Abstract
Glycation is recognized for its ability to stiffen collagen matrices through non-enzymatic crosslinking. However, the biological effects of glycation in vivo, particularly in diabetic hyperglycemia remain less understood. Clinical observations suggest that diabetes contributes to pathogenic tumor vasculature, yet the underlying mechanisms are not clear. Here, we employed in vitro hydrogels, an ex ovo chicken chorioallantoic membrane model, a mouse model, and RNA sequencing to demonstrate how diabetic hyperglycemia impacts tumor vasculature barrier integrity via glycation-mediated ECM stiffening and production of advanced glycation end products.
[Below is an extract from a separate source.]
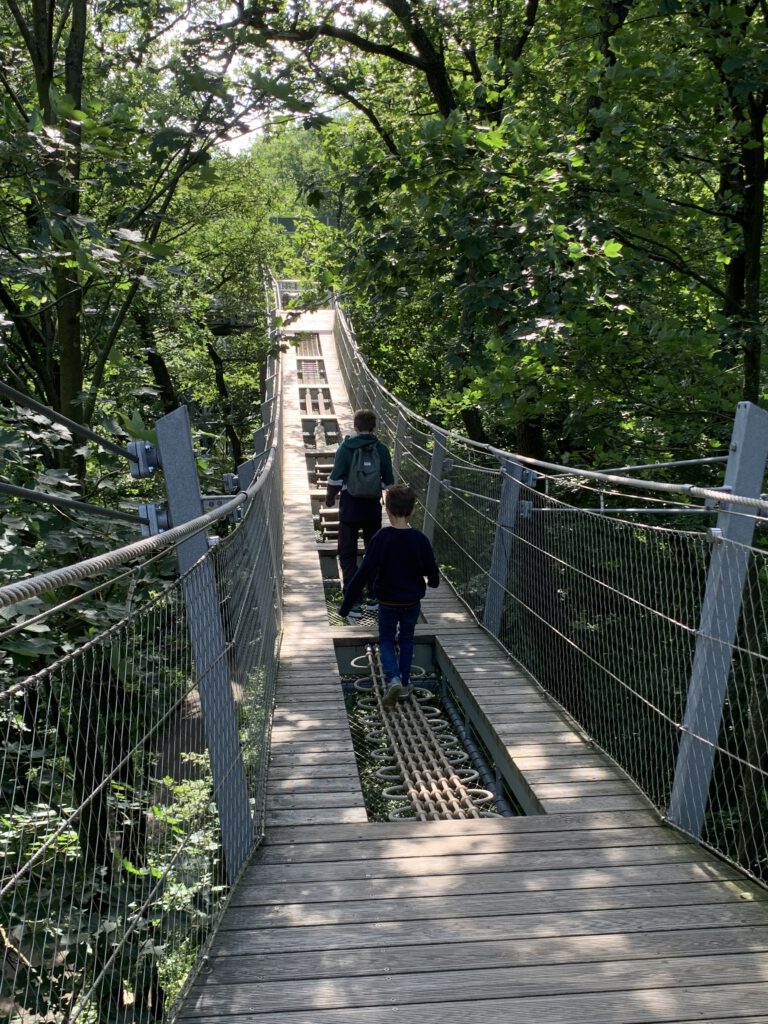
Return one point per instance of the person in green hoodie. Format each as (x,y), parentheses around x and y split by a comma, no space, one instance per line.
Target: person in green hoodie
(359,499)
Stiffened ECM and activated AGE-RAGE signaling lead to heightened contractility, activation of NF-κB, increased secretion of GM-CSF in tumor cells, and subsequently, impaired tumor vasculature barrier function. Our findings reveal a novel mechanism by which matrix stiffness and AGE-RAGE signaling synergistically govern vasculature barrier integrity and highlight a key role for matrix stiffness in NF-κB activity.
Keywords:
AGE-RAGE; Diabetic hyperglycemia; GM-CSF; NF-kB; Non-enzymic glycation; endothelial barrier function.